Su desafío actual es lograr que la fibra sea soluble en agua. De hecho, en las últimas semanas, él y su equipo viajaron a Londres y Milán para sondear fondos soberanos y abrieron una subsidiaria en Irlanda. También concentrará su atención en la expansión de Rebel Factory y la conformación de un área de investigación y desarrollo (I+D) en EEUU, y en la startup de tecnología para logística, Serhafen, a la que entró como cofundador.
Zamora también es inversionista ángel en más de 15 startups. Entre ellas, ByBug, Pannex, CellCo, y Ecometric. En esa línea, adelantó que este año iniciará sus primeros “eventos de liquidez”.
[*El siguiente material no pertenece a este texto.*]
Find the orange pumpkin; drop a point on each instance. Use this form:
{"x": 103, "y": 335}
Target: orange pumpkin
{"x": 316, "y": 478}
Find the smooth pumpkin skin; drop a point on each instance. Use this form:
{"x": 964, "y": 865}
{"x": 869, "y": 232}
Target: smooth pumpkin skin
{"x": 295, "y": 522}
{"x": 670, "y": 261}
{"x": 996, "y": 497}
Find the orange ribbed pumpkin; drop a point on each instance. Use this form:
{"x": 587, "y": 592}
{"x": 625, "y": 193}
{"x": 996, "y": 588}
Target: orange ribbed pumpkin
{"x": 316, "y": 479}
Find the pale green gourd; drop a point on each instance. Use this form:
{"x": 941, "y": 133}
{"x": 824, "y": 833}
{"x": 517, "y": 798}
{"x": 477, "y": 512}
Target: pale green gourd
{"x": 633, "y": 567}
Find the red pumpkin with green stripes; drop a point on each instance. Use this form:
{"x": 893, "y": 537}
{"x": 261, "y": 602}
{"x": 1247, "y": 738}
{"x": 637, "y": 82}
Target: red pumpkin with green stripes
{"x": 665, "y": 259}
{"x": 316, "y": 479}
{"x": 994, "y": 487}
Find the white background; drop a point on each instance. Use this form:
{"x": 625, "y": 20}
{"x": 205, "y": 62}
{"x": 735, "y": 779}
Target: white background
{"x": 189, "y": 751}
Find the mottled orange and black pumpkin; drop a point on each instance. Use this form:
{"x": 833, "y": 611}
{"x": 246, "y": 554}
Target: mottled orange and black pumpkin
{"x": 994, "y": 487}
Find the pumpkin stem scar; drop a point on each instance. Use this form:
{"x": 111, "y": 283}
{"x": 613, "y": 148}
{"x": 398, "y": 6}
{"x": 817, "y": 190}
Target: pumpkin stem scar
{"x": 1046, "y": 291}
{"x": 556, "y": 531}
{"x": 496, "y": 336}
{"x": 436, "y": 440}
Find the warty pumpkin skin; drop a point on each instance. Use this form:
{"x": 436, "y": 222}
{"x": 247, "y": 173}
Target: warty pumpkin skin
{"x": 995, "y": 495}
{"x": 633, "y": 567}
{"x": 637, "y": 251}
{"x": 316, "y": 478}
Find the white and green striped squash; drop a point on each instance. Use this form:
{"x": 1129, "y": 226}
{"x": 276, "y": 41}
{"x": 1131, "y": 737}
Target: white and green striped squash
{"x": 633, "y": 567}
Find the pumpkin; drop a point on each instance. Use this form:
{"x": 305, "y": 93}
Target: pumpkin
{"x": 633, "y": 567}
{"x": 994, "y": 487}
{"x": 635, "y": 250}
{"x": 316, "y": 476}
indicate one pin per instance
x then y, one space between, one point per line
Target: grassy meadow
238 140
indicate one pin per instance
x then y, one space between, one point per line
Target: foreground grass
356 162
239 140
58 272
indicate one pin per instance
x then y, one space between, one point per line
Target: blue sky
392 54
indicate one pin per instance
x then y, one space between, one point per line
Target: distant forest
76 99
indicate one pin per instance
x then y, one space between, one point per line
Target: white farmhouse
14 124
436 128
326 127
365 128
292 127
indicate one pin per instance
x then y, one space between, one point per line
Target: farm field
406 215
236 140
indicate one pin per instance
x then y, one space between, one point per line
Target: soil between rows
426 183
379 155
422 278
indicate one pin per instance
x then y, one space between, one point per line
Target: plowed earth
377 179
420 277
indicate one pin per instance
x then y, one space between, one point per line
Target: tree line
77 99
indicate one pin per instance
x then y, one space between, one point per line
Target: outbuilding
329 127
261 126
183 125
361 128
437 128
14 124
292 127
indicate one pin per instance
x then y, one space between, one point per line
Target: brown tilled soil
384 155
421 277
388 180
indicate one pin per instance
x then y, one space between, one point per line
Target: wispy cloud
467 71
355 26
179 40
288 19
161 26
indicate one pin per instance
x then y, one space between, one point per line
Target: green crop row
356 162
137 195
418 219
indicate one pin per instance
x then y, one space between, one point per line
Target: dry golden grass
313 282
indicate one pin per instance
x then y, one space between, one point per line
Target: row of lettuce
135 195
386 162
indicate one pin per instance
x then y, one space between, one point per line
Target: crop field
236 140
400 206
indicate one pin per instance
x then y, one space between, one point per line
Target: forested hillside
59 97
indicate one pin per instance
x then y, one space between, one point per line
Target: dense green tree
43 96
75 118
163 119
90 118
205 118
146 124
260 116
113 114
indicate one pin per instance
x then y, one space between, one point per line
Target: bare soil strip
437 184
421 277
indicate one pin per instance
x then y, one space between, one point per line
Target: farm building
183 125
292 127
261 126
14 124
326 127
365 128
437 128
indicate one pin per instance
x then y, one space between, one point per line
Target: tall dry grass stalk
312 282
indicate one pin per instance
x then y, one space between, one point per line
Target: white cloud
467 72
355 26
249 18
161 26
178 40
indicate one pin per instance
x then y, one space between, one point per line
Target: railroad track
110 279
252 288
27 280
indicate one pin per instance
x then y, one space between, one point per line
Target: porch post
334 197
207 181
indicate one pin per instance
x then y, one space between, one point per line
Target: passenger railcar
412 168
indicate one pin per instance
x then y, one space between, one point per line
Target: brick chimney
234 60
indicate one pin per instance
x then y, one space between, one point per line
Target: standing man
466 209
“Ya llevo cinco años en algunas compañías y me saldré para invertir en otras”, dijo. A esa cartera se suma su involucramiento educativo con la fundación de una nueva escuela en Melipilla y el restaurante Nobel en Isla Negra, “(con el) que salimos a flote”. A eso se suma una agenda creativa pospuesta durante su paso por la fundación.
Fue invitado a escribir el guión de una serie de televisión sobre “inteligencia natural” -bajo la tesis de que todas las especies toman decisiones inteligentes- y una obra de teatro. Además, comenzó las primeras grabaciones con una banda de jazz, Orquesta del Viento.